Paralegal Education Requirements and Career Info
A paralegal is a lawyer's assistant who helps a lawyer prepare for a meeting or a trial. This preparation may include researching facts or laws and writing reports used during the case. Paralegals are often given responsibilities previously held by lawyers. However, they are not allowed to present a case in court, offer legal advice or set legal fees.
Education Requirements for the Paralegal
There are no universal requirements for a paralegal, but there are several possible educational paths a potential paralegal might take. Educational options include certificate programs and degree programs. The American Bar Association (ABA) approves educational programs for paralegals. However, only a little over a quarter of the available associate and bachelor's degree programs are ABA-approved. Any programs that offer a degree entirely online are not ABA-approved, because the ABA requires that at least ten semester hours of courses related to the law be taken in a traditional classroom.
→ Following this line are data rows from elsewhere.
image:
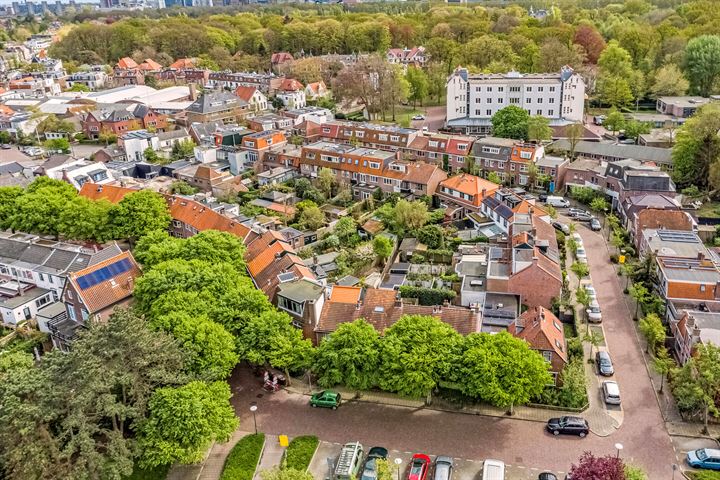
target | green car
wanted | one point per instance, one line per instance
(326, 398)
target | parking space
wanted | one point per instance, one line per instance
(464, 469)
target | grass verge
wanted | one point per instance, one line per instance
(300, 452)
(243, 458)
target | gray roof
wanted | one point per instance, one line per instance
(638, 152)
(300, 290)
(215, 102)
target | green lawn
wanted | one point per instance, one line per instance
(157, 473)
(300, 452)
(243, 458)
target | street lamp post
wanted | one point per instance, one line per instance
(253, 408)
(619, 447)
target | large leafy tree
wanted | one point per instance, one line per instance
(501, 369)
(697, 150)
(511, 122)
(140, 213)
(697, 384)
(349, 356)
(702, 63)
(40, 208)
(184, 421)
(72, 415)
(417, 352)
(590, 467)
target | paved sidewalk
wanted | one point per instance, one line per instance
(272, 455)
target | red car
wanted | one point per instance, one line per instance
(419, 467)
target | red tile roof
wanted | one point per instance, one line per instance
(127, 63)
(190, 212)
(542, 330)
(110, 291)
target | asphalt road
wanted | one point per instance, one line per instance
(516, 442)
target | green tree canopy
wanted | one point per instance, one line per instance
(184, 420)
(501, 369)
(349, 356)
(417, 352)
(511, 122)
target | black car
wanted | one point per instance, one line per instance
(370, 468)
(569, 426)
(605, 368)
(547, 476)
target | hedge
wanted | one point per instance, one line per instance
(300, 452)
(243, 458)
(427, 296)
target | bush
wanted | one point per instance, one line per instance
(243, 458)
(300, 452)
(155, 473)
(427, 296)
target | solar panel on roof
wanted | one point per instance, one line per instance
(105, 273)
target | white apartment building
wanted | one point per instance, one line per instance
(472, 100)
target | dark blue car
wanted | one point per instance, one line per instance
(704, 458)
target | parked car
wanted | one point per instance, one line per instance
(547, 476)
(326, 398)
(580, 254)
(704, 458)
(443, 467)
(370, 468)
(562, 227)
(558, 202)
(589, 288)
(419, 466)
(574, 212)
(605, 368)
(611, 392)
(594, 313)
(568, 425)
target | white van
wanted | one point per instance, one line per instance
(493, 470)
(558, 202)
(611, 393)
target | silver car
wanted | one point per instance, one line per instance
(443, 468)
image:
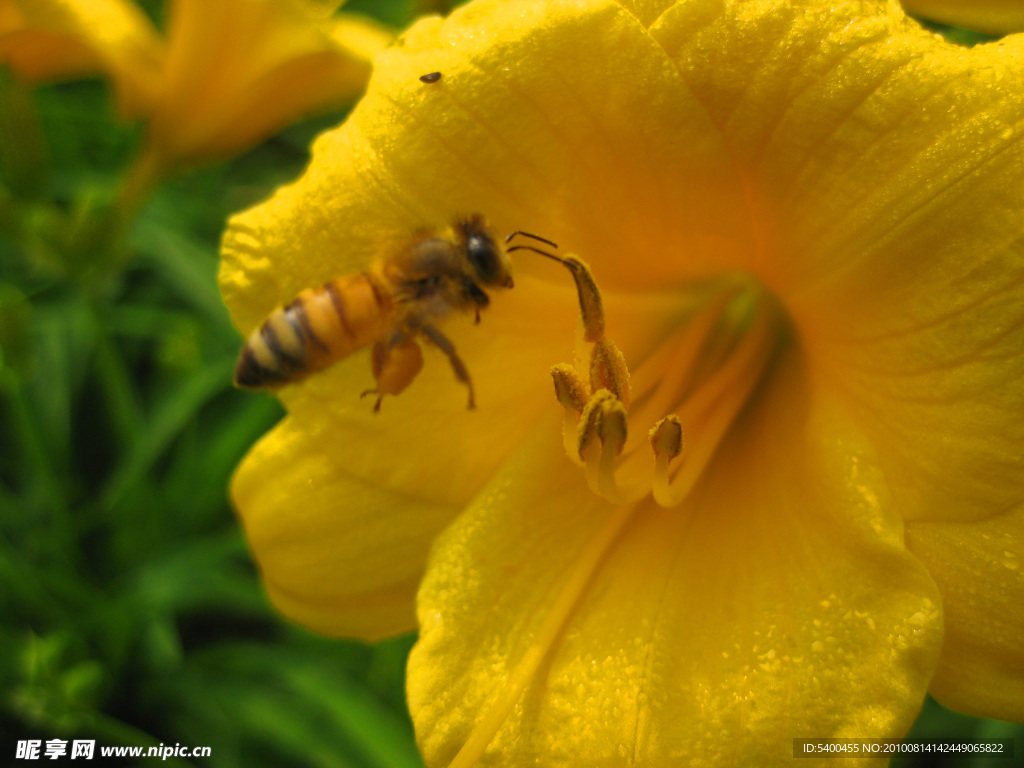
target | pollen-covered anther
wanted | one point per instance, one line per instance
(667, 437)
(570, 389)
(667, 440)
(608, 371)
(602, 433)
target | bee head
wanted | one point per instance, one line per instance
(489, 263)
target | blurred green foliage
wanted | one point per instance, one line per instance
(130, 610)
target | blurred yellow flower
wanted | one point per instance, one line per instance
(807, 219)
(228, 74)
(992, 16)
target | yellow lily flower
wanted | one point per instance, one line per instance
(48, 40)
(228, 74)
(806, 219)
(992, 16)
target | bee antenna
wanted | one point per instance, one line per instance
(535, 237)
(537, 250)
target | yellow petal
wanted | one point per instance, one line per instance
(338, 554)
(993, 16)
(46, 40)
(240, 70)
(779, 602)
(885, 178)
(978, 568)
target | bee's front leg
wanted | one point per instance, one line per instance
(444, 344)
(394, 364)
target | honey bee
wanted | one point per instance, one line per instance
(390, 306)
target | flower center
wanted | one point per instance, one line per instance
(691, 388)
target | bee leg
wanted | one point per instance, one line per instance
(394, 364)
(444, 344)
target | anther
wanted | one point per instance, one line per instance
(608, 371)
(590, 420)
(667, 437)
(570, 389)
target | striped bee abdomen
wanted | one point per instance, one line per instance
(320, 327)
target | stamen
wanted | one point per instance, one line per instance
(604, 421)
(608, 371)
(570, 389)
(667, 440)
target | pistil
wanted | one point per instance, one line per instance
(695, 386)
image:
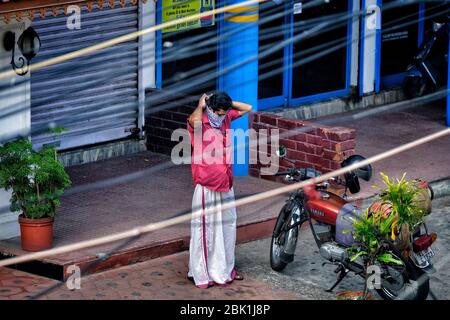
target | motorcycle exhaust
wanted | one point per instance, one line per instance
(287, 255)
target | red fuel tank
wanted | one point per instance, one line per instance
(326, 209)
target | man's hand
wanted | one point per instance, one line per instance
(202, 101)
(243, 108)
(195, 119)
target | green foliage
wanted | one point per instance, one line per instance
(373, 228)
(402, 195)
(36, 178)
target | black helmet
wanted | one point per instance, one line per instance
(351, 178)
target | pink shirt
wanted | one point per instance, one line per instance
(216, 176)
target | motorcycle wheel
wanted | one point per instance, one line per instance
(409, 283)
(279, 239)
(414, 87)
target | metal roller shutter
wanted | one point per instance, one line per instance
(95, 97)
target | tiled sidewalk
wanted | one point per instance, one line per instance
(163, 278)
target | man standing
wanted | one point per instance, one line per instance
(213, 236)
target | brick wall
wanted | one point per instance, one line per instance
(165, 113)
(311, 145)
(321, 147)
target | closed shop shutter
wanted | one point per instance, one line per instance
(95, 97)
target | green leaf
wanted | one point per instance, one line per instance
(388, 258)
(357, 255)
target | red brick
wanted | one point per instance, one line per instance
(335, 165)
(325, 164)
(283, 168)
(296, 155)
(313, 159)
(333, 155)
(253, 117)
(291, 144)
(285, 163)
(268, 119)
(343, 146)
(287, 124)
(301, 137)
(301, 164)
(313, 139)
(326, 144)
(309, 127)
(340, 134)
(319, 150)
(306, 148)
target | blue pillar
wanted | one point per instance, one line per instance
(239, 68)
(448, 87)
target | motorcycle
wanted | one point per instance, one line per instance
(328, 216)
(428, 71)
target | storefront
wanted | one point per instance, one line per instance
(298, 43)
(96, 97)
(405, 24)
(187, 54)
(315, 63)
(401, 34)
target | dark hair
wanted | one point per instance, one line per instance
(220, 100)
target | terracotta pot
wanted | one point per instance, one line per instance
(36, 234)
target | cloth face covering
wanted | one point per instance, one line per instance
(214, 119)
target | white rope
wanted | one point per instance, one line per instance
(247, 200)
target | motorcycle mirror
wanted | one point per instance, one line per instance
(281, 152)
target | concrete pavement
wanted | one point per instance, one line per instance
(165, 278)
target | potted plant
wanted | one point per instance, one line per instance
(401, 207)
(37, 181)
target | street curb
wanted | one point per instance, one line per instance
(441, 188)
(246, 232)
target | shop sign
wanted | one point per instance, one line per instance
(177, 9)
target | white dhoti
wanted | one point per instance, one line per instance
(213, 239)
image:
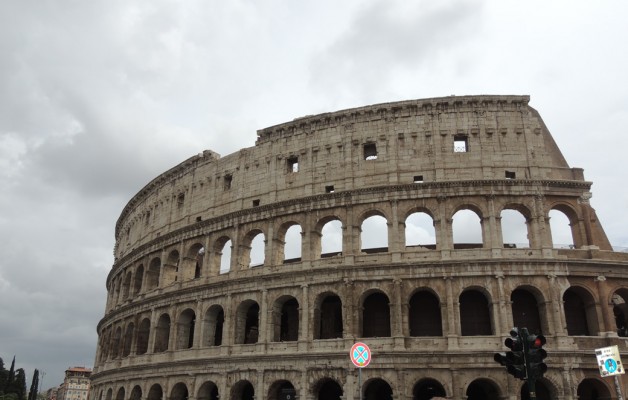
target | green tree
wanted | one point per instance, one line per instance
(32, 395)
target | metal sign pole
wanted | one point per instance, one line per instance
(617, 388)
(360, 383)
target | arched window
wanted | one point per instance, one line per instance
(467, 230)
(514, 229)
(562, 235)
(143, 333)
(374, 234)
(128, 340)
(376, 316)
(378, 389)
(152, 275)
(579, 312)
(243, 390)
(328, 389)
(171, 268)
(179, 392)
(136, 393)
(137, 280)
(282, 390)
(214, 321)
(292, 244)
(620, 311)
(482, 389)
(475, 317)
(208, 391)
(424, 315)
(162, 334)
(427, 389)
(155, 393)
(247, 323)
(225, 257)
(420, 231)
(115, 343)
(185, 330)
(257, 250)
(328, 318)
(286, 319)
(331, 238)
(525, 310)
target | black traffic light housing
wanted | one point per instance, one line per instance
(535, 355)
(514, 360)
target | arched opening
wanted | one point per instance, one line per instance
(128, 339)
(126, 286)
(426, 389)
(257, 255)
(328, 389)
(374, 234)
(142, 337)
(482, 389)
(115, 343)
(179, 392)
(225, 257)
(185, 330)
(331, 238)
(152, 275)
(137, 280)
(136, 393)
(541, 390)
(475, 319)
(247, 323)
(243, 390)
(282, 390)
(620, 311)
(593, 389)
(286, 320)
(514, 229)
(171, 268)
(214, 321)
(580, 314)
(328, 318)
(208, 391)
(155, 393)
(420, 231)
(292, 244)
(376, 316)
(525, 310)
(467, 230)
(424, 315)
(162, 334)
(562, 235)
(377, 389)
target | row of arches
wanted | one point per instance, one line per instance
(328, 239)
(426, 314)
(328, 388)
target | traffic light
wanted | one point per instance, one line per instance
(513, 360)
(535, 356)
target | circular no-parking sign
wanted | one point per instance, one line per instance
(360, 355)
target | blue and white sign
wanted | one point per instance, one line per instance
(608, 361)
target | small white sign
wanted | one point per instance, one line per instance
(608, 361)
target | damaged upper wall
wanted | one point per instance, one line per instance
(450, 139)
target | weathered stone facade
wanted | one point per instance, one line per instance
(186, 319)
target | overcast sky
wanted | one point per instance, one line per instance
(99, 97)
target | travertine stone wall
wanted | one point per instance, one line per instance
(180, 323)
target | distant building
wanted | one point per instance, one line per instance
(75, 386)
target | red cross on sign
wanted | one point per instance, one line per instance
(360, 355)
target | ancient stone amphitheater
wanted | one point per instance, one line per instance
(421, 228)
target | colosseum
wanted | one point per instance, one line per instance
(426, 229)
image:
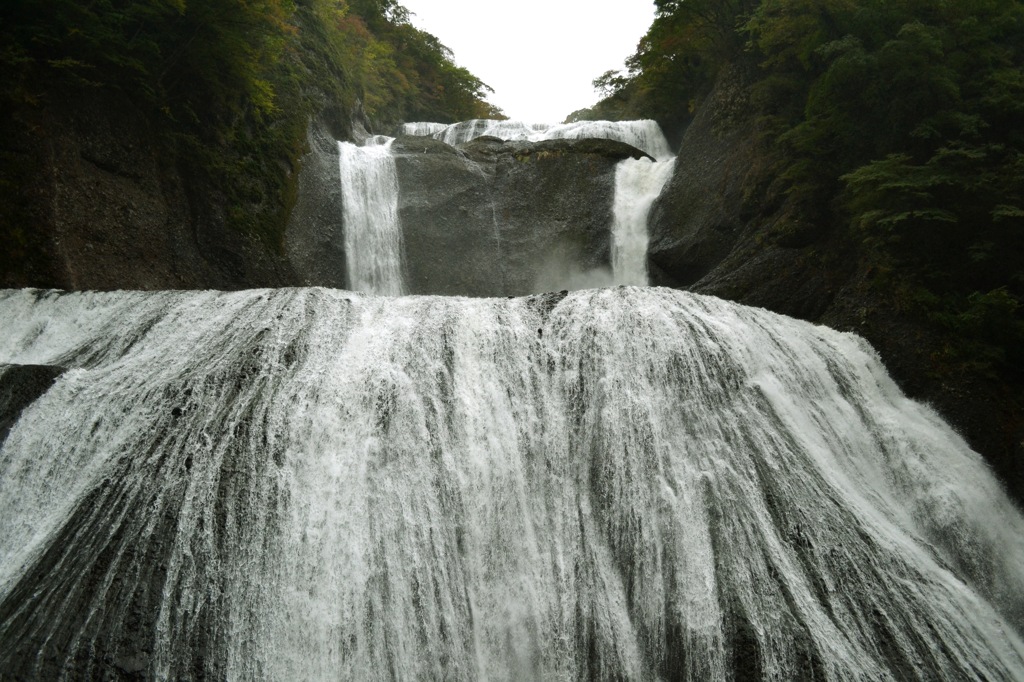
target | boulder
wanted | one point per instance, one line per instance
(495, 218)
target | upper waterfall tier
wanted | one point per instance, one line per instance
(619, 483)
(645, 135)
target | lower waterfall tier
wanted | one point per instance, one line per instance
(617, 483)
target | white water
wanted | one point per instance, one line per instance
(373, 230)
(638, 183)
(645, 135)
(633, 483)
The path requiring the least amount of time is a certificate, which can take as little as seven months to complete. Most certificate programs are for people who have an associate or bachelor's degree in another area. A few require applicants to have a specified number of college credit hours plus experience in the area of law. Certificate programs only include courses pertinent to paralegal work and do not include general education courses. Courses cover law and ethics, legal research, legal writing, business law, family law, intellectual property and personal injury.
Students in associate and bachelor's degree programs take a basic core of general education courses in English, math, science and social studies as well as the required courses for paralegal work. There are some master's degree programs available, but this level of education is not required by most employers.
In 2010 there was no mandatory certification for paralegals, although some states were considering it. However, the National Association of Legal Assistants has offered voluntary general certification since the early 1980s. In 2010, the association added an advanced paralegal certification in personal injury. The American Alliance of Paralegals also offers voluntary certification.
Paralegals may find employment with law firms, banks, insurance and real estate companies, corporations and court offices. Contract freelance work is also an option.
The U.S. Bureau of Labor Statistics (www.bls.gov) expected a 28% growth in paralegal jobs from 2008-2018, with a corresponding growth in competition. The BLS expected the most growth for paralegals who specialize in areas such as bankruptcy, product liability or medical malpractice. More demand from community legal service programs was also expected.
In 2008, average annual salaries were almost $49,000, or more than $23 per hour, according to the BLS. States with the highest percentage of paralegals in the state's employment numbers were the District of Columbia, New York, West Virginia and Connecticut.